I vaccini a mRna sono conosciuti soprattutto per il loro utilizzo durante la pandemia di Covid-19. Nel caso del Covid si è trattato di vaccini preventivi: veniva iniettato l'mRna utile a far produrre la proteina spike del Covid-19 e generare così anticorpi contro di essa. Nel caso del cancro si tratta, invece, di vaccini terapeutici, il cui obiettivo è innescare una risposta contro una proteina specifica (antigene tumorale) della cellula cancerosa assente invece nelle cellule sane.

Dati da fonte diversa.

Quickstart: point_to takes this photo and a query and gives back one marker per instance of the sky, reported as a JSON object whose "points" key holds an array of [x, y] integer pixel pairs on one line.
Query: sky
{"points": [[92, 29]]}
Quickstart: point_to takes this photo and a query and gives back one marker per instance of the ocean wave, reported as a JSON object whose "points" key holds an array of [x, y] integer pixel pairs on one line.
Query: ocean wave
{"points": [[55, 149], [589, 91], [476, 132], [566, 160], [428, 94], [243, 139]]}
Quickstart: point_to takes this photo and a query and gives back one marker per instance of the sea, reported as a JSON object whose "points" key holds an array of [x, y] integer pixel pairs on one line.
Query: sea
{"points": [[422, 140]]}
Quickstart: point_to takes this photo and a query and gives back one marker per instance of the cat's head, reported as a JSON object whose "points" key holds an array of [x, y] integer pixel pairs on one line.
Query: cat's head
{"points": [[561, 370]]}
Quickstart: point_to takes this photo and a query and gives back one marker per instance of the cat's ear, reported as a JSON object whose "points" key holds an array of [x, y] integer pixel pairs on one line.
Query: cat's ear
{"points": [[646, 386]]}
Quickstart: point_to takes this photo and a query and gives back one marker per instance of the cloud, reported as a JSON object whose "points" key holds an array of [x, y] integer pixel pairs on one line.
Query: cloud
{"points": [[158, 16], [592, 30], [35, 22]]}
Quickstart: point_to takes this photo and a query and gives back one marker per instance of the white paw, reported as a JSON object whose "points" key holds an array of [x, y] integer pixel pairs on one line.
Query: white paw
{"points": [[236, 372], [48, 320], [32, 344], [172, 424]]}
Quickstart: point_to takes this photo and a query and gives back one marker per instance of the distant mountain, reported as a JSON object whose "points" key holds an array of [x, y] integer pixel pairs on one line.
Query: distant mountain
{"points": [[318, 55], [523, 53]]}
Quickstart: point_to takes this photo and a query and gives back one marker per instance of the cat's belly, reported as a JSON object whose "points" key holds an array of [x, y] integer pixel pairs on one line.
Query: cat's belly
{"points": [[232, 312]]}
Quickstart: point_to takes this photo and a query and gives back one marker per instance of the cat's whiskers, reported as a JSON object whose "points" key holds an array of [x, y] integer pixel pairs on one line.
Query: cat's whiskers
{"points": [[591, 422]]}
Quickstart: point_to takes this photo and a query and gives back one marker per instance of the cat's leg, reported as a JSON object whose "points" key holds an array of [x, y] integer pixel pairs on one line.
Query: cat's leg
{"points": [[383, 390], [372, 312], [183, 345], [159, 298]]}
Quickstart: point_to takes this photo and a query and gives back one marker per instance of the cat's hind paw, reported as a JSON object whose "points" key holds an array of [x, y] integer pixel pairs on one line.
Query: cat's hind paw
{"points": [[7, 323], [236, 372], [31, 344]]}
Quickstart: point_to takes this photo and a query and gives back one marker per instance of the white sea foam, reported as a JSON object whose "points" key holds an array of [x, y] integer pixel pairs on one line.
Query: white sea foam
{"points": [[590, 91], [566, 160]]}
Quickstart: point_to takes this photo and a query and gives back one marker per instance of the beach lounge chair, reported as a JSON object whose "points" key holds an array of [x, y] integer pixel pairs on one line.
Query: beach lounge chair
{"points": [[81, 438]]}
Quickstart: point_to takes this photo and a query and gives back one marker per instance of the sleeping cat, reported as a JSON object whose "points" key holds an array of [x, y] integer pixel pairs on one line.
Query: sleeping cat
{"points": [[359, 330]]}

In questo modo il sistema immunitario combatte il tumore risparmiando le altre cellule, riconoscendo e distruggendo le cellule tumorali. Tali vaccini funzionano come terapie complementari o adiuvanti dopo l'intervento chirurgico, riducendo drasticamente il rischio di recidiva.
La buona notizia è che vari di questi vaccini stanno affrontando le fasi finali dei test. È, ad esempio, in dirittura d'arrivo il vaccino a mRna per il melanoma. "Siamo alle battute finali dello studio clinico di fase III - sottolinea Ascierto, il primo a dare il via a questa sperimentazione in Italia -. I risultati finali sono attesi per l'anno prossimo, ma i dati preliminari sono molto promettenti: sembra infatti che il vaccino, in combinazione con l'inibitore dei checkpoint immunitari pembrolizumab, sia in grado di migliorare la sopravvivenza nei pazienti dopo la resezione chirurgica del tumore".
Alte le aspettative anche per uno studio di fase III contro il cancro al polmone: anche in questo caso il vaccino a mRna viene somministrato insieme al pembrolizumab. È invece in fase II il trial del vaccino a mRna per la prevenzione delle recidive del cancro al pancreas: uno studio pubblicato su Nature ha dimostrato che il vaccino personalizzato ha ridotto il rischio di ritorno della malattia dopo l'intervento chirurgico in 16 pazienti, con 3 anni di follow-up. Altri vaccini a mRna sono ancora in fase iniziale di sviluppo. Ad esempio, nel maggio 2024, il Servizio Sanitario Nazionale del Regno Unito ha reclutato partecipanti per uno studio clinico personalizzato su un vaccino a mRna contro il cancro del colon-retto.
I tagli ai finanziamenti negli Stati Uniti, tuttavia, "minacciano di rallentare quella che è stata definita una delle vie terapeutiche più promettenti del secolo", evidenzia Ascierto. In questo contesto potrebbe però aprirsi una finestra di opportunità strategica per l'Europa, e in particolare per l'Italia: "Di fronte a un potenziale rallentamento della ricerca americana, i Paesi Ue possono cogliere l'occasione per rafforzare il loro ruolo ed entrare a pieno titolo come nuovo polo di riferimento in questa tecnologia salvavita. L'Italia vanta una straordinaria qualità della ricerca: aumentando i fondi pubblici e privati - conclude Ascierto - potrebbe attrarre investimenti e startup biotecnologiche che vedono incertezza oltreoceano".